Data collection is complete, all the data are entered and saved (and backed up!), and you are set to begin data analysis. If the research proposal was done well, you are ready to approach this phase of the research process in an organized way. It is a good idea to start by becoming familiar with the data by looking at descriptive statistics—frequencies for categorical variables and means for continuous variables. Histograms, line plots, stem-and-leaf plots or box plots are helpful to visually assess the shape of a distribution, and to identify gaps or outliers. For correlational data, scatterplots should be created to get a sense of the linearity and degree of relationship in the data. These initial steps are necessary to understand the scope of the data, and may suggest alternative statistical approaches. For example, transformations may be needed for nonlinear variables (see Appendix D).

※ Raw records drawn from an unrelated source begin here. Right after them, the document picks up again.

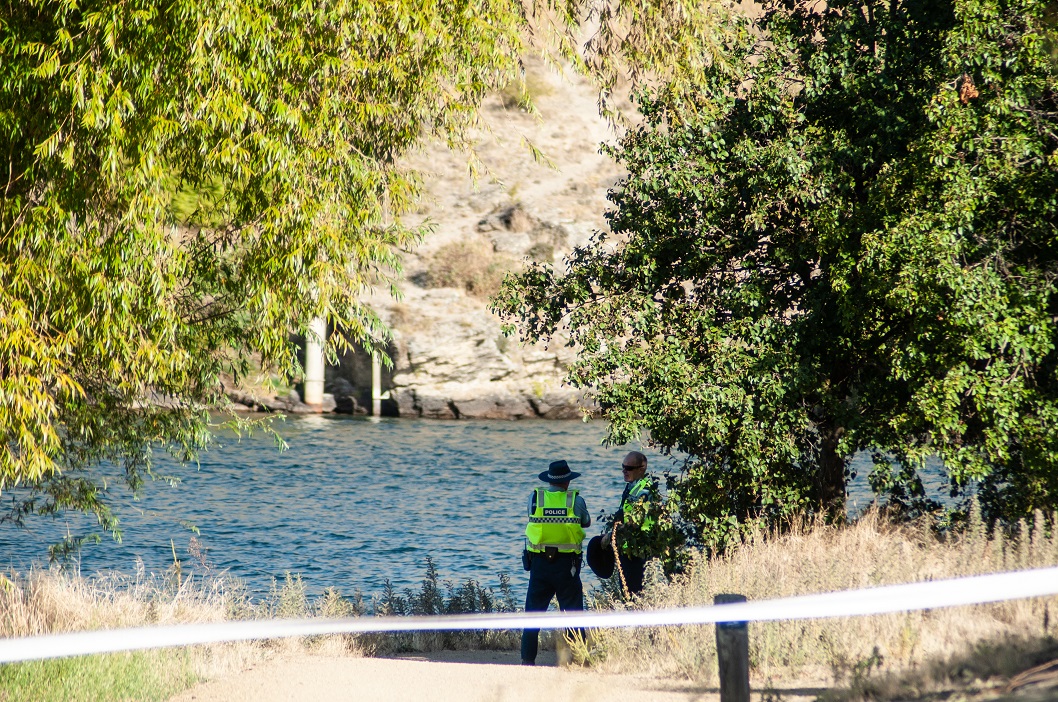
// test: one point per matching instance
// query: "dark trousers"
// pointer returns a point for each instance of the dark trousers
(555, 578)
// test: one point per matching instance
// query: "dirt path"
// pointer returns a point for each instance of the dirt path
(455, 677)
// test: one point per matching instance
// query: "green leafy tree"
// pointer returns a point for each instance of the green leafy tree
(844, 240)
(184, 185)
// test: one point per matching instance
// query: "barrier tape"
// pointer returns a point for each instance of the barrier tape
(976, 590)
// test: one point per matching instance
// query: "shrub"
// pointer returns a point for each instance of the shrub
(469, 264)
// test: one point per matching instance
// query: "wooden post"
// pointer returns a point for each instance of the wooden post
(732, 653)
(314, 342)
(376, 384)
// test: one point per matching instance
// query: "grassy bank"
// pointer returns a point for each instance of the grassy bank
(913, 652)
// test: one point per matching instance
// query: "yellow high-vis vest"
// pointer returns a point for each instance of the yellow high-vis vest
(553, 524)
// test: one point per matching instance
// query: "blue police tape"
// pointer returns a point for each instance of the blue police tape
(976, 590)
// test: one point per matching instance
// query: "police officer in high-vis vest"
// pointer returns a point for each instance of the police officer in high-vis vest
(552, 555)
(636, 487)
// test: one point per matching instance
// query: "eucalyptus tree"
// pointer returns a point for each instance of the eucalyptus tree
(844, 240)
(183, 185)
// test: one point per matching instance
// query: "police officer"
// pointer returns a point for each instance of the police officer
(637, 485)
(552, 555)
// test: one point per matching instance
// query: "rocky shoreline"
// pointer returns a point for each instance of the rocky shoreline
(449, 357)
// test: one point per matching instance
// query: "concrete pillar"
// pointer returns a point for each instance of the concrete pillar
(314, 343)
(376, 384)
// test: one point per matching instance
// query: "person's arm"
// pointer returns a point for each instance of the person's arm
(581, 510)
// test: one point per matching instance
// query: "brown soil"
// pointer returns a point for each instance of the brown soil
(455, 676)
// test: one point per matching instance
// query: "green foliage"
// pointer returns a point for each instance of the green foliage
(436, 596)
(185, 185)
(843, 240)
(156, 675)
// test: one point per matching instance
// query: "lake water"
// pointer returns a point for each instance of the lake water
(353, 502)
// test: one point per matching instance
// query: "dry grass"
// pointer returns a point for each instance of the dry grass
(820, 558)
(52, 602)
(468, 264)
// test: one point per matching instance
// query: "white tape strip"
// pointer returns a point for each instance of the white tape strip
(974, 590)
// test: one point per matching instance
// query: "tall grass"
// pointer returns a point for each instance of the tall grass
(820, 558)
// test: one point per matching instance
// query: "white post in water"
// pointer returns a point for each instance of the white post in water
(376, 384)
(314, 342)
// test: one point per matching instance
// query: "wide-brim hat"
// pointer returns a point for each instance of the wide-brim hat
(600, 559)
(559, 472)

The next step is the culmination of all the research efforts—to apply statistical procedures to answer the research question. This is the fun part. Some helpful hints:
To make this process efficient, prepare a list of specific hypotheses, variables and appropriate statistical procedures to guide your time at the computer. Be specific. For instance, if you intend to compare two groups, specify the t-test, paired or unpaired, and which variables will be used. If you run several regressions, list which are the independent and dependent variables for each one. Then you won't have to sit at the computer, faced with columns and columns of data, and wonder where to start.
Look at the output as you generate it. Examine your findings. Often, additional questions emerge and you may choose to run further tests. For instance, you may find relationships among some variables that you did not anticipate. Groups may end up having different characteristics than planned. It may be of interest to perform certain analyses on subgroups within the data. Statistical programs provide different filtering options to select subjects according to a specified criterion. You might specify that an analysis be done only on those coded 1 for gender, or only those coded for group 1.
Finally, most statistical programs include choices for creating tables or charts directly from the data. Many of these programs provide fairly sophisticated options, with a variety of fonts and colors to customize your presentation. These charts and tables can be imported into word processing or presentation programs. Many different types of charts are usually available, and it is often helpful to try out different formats to see which presents the data best.
Be sure you save your data and output so you can play with options and prepare your project for the final phase of the process—dissemination as a journal article or presentation as a platform or poster.
"Anyone can analyze data, but to really mess things up takes a computer!"
Because of the seemingly overwhelming power of computers for statistical analysis, it may seem unnecessary to become proficient in statistics. The computer seems to be able to handle the job of running statistical procedures with infinite ease, and can provide answers to statistical questions without the researcher ever having to crack a formula. The days of writing out a program and searching for the misplaced semicolon are gone. Today you need a mouse and a keyboard, and once you have entered your data and variable names you have very little else to do. Most programs will guide you through analyses by clicking on the appropriate button.
This is an oversimplification of the situation, however, for two reasons. First, the researcher must know the conceptual foundations for the statistical tests that will be used to make the appropriate choices in the first place. The computer can only carry out the instructions it is given. Programs require that the researcher sort through different options that will dictate how the procedures will be carried out. Most run at default settings, that is, parameters that are set at a certain level unless they are specifically changed. For instance, to run a stepwise regression procedure, variables will be included in the equation if partial correlations reach a specific level of significance.
The default setting may be .05 or .15. The analysis will run at that level unless the researcher specifies a different level in the program. In addition, there are several approaches to stepwise analysis, and these may have to be specified. Some programs will print out certain summary statistics by default, such as mean, standard deviation and range. These programs may require additional options to request different information. The researcher must know how the data should be analyzed, and what summary values are of interest, and then must be able to instruct the computer to perform the desired operations.
Second, there is an enormous amount of information generated by a computer analysis, and the interpretation of that output must be based on an understanding of the statistical procedures that were run. If data are entered incorrectly, the output will be useless. If the data are inappropriate for a particular procedure, the computer may still be able to run an analysis, but the output won't be meaningful. This situation is summed up in an important computer principle: GIGO, which means "garbage in, garbage out." The wise researcher will have sufficient knowledge of both computers and statistics to be able to make the appropriate choices and assure statistical conclusion validity for the study. When this knowledge is not sufficient, advice should be obtained from a statistical consultant.